Tomorrow this poem will most assuredly no longer be here, though when during the night it will slip away, never again to be seen, I don’t know or perhaps it will return in a form I would not recognize, recrafted by the hand of an unseen editor.
It may take on a meaning unfamiliar, or translate itself into a tongue that I can neither speak nor read, or perhaps, most dreadedly, assume the shape of prose, accreting words until the embedded thought is bloated and wholly unrecognizable.
Even if I tried to stop it, watched carefully, it would no doubt remind me that poems have a life of their own once cast to paper or pixels, and I am at best only another editor or reader, and it takes kindly on most days to neither.

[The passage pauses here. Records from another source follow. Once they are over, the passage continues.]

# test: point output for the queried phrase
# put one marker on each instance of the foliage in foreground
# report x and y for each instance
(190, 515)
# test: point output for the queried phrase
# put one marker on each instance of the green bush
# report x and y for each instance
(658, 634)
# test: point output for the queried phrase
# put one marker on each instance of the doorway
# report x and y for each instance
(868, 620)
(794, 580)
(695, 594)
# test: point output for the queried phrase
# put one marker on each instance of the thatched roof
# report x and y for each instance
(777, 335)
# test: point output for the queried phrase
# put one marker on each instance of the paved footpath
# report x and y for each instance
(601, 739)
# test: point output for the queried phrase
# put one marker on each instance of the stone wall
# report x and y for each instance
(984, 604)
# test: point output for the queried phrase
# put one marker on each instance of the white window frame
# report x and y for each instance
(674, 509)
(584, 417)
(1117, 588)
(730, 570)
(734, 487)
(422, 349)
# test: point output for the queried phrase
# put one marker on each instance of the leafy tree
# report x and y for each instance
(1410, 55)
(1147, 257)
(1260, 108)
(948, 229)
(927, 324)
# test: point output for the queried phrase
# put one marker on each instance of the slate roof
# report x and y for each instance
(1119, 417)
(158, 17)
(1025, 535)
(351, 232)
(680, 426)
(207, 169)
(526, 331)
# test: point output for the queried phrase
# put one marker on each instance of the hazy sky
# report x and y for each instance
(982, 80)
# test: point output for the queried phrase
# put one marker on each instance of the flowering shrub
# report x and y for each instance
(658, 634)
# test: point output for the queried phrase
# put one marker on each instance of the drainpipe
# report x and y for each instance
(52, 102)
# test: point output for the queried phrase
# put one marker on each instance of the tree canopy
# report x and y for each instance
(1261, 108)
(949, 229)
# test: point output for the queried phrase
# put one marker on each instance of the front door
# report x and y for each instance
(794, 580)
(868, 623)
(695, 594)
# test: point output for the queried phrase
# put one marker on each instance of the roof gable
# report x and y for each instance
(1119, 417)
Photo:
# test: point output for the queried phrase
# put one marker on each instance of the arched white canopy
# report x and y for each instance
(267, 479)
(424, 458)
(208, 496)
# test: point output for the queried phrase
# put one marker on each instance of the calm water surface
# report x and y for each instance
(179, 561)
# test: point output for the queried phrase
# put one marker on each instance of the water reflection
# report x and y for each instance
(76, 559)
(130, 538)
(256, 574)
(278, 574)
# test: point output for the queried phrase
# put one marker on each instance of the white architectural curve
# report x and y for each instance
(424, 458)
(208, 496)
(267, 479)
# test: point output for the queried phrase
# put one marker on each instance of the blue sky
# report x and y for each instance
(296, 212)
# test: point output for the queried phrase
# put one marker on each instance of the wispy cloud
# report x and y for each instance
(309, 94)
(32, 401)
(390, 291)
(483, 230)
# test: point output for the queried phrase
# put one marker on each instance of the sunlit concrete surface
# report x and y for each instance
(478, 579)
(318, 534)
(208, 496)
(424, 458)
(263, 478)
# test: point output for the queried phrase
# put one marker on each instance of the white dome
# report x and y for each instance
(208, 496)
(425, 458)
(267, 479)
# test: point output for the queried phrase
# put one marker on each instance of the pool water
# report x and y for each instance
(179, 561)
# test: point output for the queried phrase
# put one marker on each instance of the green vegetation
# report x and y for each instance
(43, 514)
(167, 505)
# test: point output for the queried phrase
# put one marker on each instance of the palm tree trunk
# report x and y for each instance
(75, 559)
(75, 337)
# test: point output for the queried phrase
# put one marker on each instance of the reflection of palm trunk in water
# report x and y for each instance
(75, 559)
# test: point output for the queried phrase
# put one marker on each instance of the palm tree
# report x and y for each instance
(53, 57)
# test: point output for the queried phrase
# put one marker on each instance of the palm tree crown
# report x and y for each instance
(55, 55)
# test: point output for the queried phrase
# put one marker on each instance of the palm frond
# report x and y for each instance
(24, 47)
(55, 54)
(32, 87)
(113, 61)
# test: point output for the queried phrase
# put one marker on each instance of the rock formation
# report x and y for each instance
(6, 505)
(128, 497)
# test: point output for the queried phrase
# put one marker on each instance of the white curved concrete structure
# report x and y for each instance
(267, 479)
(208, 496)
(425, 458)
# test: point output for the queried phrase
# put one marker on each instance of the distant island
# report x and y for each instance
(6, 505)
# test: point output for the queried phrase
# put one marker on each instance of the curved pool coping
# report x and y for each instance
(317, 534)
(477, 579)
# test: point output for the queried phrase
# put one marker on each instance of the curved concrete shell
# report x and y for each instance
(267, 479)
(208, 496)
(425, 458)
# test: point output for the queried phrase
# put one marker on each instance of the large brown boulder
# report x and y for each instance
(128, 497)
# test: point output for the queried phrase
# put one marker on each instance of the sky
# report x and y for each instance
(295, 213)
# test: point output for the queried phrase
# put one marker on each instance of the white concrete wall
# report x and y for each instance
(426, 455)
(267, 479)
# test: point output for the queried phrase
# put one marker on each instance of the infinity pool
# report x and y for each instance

I spend considerable time thinking about what it is that I am, what is I, whether Descartes’ God or Spinoza’s could possibly exist, or must if I can have meaning beyond self-reflection, needing a godly mirror, and image reflected. Cogito, on what basis can I draw that conclusion what logical proof, carefully constructed will not fall under the weight of the axiom, cogito cogito but of what? Keys that spit words that fade under a misplaced finger, she caught in the web twisting, unable to pull free, staring at an approaching holiday of praying forgiveness Vidui, as though to posit God is to validate emotions, control impulses which leap synapses and flit and fade, I have sinned and transgressed I have violated laws and statutes and I beg forgiveness that I might live, this I, this cogito who has no external reference save God which makes all things real, all illusion. It is comforting knowing in death the soul is carried on, thought lingers, or does it cease such that I am not for I think not, yet why should I fear, for when it is done, I will not have been save as a reference point, a linchpin from which may hang ornaments of a life, a tidy sum.